I keep a set of juggling balls in my desk (and in my backpack), so I can take a play break whenever I need one.
If I have a really intense day, building marketing campaigns for clients, and I know I will have to spend multiple hours in focused work, I make sure to designate the times when I will take a break and juggle for a few minutes. This allows me to keep my focus (and my enthusiasm) high, and prevent the workload from wearing me down.
Play breaks refresh your mind and increase your effectiveness.
In 2006, Pellegrini & Holmes published a study where they measured the cognitive capacity of elementary school age children, both before and after a recess break.
They found the after recess, the children were able to remember more complicated information in their brains, and retain it for longer. Other scientists tried to repeat this experiment with a physical education class, thinking that physical movement was what helped these kids think better. But they didn’t get the same results.
It turns out that what increased the cognitive capacity of these kids was not physical movement, it was play. Unstructured, improvisational, play.

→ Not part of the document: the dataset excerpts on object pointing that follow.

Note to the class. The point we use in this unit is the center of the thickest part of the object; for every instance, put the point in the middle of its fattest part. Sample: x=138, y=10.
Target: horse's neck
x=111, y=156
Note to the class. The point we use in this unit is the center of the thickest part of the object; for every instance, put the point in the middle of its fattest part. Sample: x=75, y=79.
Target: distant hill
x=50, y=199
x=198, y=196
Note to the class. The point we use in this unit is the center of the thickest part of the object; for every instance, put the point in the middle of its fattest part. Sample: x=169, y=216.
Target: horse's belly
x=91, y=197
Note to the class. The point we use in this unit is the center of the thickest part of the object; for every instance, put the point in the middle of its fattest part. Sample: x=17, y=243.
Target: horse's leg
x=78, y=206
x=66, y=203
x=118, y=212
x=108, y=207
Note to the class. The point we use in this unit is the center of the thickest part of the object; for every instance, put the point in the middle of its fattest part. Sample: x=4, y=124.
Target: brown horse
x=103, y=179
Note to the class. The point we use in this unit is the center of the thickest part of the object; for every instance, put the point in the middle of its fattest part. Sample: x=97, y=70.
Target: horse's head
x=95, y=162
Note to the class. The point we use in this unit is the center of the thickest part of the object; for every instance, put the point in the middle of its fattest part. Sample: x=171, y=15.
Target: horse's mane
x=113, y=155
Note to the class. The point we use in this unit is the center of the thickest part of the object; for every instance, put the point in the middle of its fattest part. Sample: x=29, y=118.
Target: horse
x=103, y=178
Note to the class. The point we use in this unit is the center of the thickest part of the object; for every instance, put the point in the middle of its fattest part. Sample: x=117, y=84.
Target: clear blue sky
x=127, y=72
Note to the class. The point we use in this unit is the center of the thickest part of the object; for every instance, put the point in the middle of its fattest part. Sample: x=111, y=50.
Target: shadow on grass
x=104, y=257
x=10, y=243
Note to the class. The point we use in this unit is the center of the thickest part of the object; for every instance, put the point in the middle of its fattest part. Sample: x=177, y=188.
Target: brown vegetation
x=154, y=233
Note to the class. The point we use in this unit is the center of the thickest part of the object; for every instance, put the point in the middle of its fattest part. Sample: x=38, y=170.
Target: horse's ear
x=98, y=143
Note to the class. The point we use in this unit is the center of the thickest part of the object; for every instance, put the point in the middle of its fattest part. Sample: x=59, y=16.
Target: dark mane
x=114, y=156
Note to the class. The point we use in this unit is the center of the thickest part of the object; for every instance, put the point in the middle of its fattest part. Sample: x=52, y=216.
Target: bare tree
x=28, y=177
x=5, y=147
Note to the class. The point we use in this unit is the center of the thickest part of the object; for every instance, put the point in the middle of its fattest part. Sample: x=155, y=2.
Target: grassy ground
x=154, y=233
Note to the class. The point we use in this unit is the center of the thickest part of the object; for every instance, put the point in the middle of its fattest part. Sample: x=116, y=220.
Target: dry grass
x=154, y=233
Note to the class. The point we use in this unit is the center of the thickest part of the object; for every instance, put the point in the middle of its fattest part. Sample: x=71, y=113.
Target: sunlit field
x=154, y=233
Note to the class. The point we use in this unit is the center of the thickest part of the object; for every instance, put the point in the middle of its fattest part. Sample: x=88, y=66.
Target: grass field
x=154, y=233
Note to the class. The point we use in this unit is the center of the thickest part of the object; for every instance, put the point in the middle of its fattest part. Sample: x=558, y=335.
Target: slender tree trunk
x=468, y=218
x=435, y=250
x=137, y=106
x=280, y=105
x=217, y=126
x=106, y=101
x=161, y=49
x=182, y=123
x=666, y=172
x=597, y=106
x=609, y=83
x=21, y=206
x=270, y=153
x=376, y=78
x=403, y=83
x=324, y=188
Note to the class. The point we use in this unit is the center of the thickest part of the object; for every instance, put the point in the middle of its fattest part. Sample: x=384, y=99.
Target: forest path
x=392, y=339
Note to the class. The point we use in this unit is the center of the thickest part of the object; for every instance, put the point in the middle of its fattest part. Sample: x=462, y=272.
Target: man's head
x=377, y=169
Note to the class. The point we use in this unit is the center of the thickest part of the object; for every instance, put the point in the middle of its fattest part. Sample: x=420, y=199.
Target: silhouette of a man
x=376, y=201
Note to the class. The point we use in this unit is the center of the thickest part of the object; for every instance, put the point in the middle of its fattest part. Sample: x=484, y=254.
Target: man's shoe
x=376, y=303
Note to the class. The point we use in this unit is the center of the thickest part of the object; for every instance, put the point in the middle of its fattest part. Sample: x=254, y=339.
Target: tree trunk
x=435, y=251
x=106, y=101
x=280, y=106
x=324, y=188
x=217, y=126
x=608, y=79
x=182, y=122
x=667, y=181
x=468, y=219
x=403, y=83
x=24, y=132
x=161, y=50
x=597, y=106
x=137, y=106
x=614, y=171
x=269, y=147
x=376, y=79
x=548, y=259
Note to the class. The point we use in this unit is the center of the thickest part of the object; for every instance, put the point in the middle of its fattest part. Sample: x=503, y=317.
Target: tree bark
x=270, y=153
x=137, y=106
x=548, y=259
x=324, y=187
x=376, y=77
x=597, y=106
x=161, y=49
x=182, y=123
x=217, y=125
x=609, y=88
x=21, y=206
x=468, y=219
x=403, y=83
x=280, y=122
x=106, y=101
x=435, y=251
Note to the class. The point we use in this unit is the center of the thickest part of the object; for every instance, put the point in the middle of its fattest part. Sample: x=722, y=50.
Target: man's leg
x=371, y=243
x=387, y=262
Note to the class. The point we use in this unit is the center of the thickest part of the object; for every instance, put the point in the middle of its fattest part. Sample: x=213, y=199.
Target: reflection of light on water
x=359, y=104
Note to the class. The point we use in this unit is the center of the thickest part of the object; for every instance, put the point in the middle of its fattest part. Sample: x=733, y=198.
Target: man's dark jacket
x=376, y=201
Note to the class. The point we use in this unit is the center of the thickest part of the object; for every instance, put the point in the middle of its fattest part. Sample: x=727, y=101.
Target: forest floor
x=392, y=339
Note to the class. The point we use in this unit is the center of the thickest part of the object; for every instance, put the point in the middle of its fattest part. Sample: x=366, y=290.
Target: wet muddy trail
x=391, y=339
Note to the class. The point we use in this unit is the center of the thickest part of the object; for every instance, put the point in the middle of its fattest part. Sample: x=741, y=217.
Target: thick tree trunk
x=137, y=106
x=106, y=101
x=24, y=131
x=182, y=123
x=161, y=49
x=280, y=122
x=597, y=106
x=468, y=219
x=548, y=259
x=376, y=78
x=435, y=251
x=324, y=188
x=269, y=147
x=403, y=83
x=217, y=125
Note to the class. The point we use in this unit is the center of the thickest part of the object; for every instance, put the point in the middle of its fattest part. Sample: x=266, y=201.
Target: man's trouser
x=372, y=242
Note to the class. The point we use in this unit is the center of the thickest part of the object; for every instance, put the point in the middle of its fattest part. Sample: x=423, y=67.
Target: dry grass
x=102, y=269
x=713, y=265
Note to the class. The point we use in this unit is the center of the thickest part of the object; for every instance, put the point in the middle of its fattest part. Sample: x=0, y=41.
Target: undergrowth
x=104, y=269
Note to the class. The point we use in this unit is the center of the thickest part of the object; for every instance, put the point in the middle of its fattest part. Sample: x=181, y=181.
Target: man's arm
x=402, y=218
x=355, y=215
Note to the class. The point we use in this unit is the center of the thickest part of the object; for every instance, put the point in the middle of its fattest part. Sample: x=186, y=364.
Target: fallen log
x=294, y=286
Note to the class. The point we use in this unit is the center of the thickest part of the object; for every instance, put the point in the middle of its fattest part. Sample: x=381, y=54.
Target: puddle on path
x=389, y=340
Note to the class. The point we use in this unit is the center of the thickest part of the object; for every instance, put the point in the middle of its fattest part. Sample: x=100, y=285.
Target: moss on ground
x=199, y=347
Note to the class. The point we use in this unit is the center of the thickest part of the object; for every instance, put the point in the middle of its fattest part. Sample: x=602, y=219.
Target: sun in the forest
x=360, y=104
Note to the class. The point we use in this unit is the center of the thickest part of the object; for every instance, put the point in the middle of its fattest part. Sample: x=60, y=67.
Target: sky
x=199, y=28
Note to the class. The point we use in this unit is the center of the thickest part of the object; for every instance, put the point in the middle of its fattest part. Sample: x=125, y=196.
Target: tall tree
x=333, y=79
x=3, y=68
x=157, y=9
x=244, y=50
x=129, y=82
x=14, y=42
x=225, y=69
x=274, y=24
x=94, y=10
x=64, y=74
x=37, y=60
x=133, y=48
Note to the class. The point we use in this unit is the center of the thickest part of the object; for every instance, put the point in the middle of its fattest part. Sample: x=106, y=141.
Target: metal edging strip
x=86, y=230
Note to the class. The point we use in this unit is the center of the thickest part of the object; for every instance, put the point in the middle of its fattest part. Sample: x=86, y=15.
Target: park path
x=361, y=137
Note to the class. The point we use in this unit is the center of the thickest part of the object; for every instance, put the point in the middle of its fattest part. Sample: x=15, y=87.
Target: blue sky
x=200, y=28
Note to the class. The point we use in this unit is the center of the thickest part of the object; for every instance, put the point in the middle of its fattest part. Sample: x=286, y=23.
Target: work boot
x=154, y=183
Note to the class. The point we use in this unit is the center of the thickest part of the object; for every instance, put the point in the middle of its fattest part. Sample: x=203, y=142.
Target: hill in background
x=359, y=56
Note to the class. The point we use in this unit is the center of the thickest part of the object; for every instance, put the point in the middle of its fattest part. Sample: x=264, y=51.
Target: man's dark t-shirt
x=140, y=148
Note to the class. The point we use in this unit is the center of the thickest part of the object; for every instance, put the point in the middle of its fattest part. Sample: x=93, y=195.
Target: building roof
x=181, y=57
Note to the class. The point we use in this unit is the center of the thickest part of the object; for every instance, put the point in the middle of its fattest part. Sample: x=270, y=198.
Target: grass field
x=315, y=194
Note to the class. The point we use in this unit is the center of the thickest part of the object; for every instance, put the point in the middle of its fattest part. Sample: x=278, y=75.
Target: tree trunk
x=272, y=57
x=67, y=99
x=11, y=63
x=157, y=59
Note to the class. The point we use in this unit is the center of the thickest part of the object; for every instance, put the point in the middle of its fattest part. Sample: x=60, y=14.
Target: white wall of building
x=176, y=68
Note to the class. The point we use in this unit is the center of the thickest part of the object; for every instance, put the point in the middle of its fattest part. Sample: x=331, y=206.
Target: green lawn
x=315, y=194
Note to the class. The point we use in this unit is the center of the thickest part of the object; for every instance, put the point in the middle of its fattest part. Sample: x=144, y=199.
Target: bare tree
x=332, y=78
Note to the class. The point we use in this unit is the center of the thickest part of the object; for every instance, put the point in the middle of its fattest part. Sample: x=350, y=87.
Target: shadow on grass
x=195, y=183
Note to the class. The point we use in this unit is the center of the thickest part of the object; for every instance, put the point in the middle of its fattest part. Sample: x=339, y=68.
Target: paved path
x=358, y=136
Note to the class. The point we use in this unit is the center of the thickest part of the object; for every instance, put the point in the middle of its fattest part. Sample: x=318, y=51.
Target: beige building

When you’re on the swing set, nobody can tell you when it’s time to jump off and go to the slide. Recess is autonomous, and self-directed.
“In all forms of playful fighting and chasing, each child has the right to call time-out or to quit if the emotional or physical challenge becomes too great. Without that right, the activity is no longer play.”– Peter Gray
Structured breaks of autonomous play lead to better output.
Working for too long without a break will impair your ability to perform well. This is due to the Yerkes-Dodson Law, named after the two psychologists who published a study in the Journal of Comparative Neurology & Psychology in 1908.
They found that performance increases with mental arousal, but only up to a certain point. Beyond ‘optimal arousal,’ additional stress would decrease performance. Putting in too much effort, without a reduction in stress or mental arousal, becomes counterproductive.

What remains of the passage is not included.